ManagedBy = "terraform"
}
}
output "jdbc_url" {
value = "jdbc:redshift://${aws_redshift_cluster.prod.endpoint.address}:5439/analytics"
}
Frequently Asked Questions
How many nodes should I start with for a new Redshift cluster?
Start with 2 nodes of ra3.4xlarge for datasets under 5 TB and add nodes as query latency or CPU exceeds targets. RA3's decoupled storage means you can grow storage without adding compute nodes. Use the Redshift Advisor in the console — it analyzes your actual query patterns and recommends node type changes, DISTKEY additions, and compression improvements with estimated impact. Redshift Serverless is an even better starting point if your workload is new and unpredictable; switch to provisioned RA3 when you can characterize your peak concurrency needs.
What is the difference between a DISTKEY and a SORTKEY?
A DISTKEY controls where each row is stored — which slice across the cluster receives a given row, based on a hash of the distribution column. A SORTKEY controls in what order rows are stored within each slice on disk. They solve different problems: DISTKEY eliminates inter-node data shuffles during JOINs (by co-locating joined rows on the same slice); SORTKEY enables zone-map pruning to skip disk blocks during range filters. You typically need both: DISTKEY on your most common JOIN key, SORTKEY on your most common WHERE filter column (usually a date).
When should I use Redshift Spectrum instead of loading data into Redshift?
Use Spectrum for historical data that is rarely queried (cold tier), data that is shared with other systems (Athena, EMR) and copying it into Redshift would create duplication, or data that arrives in open S3 formats from third parties. Load data directly into Redshift when you need the fastest possible query performance (Spectrum has higher per-query overhead), when you need to JOIN heavily across the cold data with warm data, or when the data is exclusively used by Redshift and freshness requirements make S3-only latency acceptable. The common production pattern is: load 90-day rolling data into Redshift; keep everything older in S3 accessible via Spectrum.
How do I handle concurrent write conflicts in Redshift?
Redshift uses MVCC (multi-version concurrency control) with serializable isolation. Concurrent writers to the same table will queue — Redshift does not support row-level locking. Avoid many small INSERT/UPDATE/DELETE transactions; instead, batch changes and use the standard Redshift pattern: load new data into a staging table, then merge into the target with a DELETE + INSERT or using the MERGE statement (available since Redshift engine 1.0.47772). Monitor lock contention with SELECT * FROM SVV_TRANSACTIONS WHERE lockable_object_type = 'relation'.
Is Redshift Serverless suitable for production BI?

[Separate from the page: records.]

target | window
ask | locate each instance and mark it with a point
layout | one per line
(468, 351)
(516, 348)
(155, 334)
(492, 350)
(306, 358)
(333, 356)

Yes, Redshift Serverless is production-ready as of 2026 for most BI workloads. The key consideration is cold-start latency: if the workgroup has been idle for an extended period, the first query may take 10–30 seconds to warm up. Enable the base-capacity setting (minimum 8 RPUs) to keep a warm footprint. For 24/7 BI tools with consistent concurrency above 20–30 users, provisioned RA3 with reserved pricing will be more cost-effective. For batch analytical workloads, sporadic dashboards, and development environments, Serverless is the clear winner on operational simplicity and cost.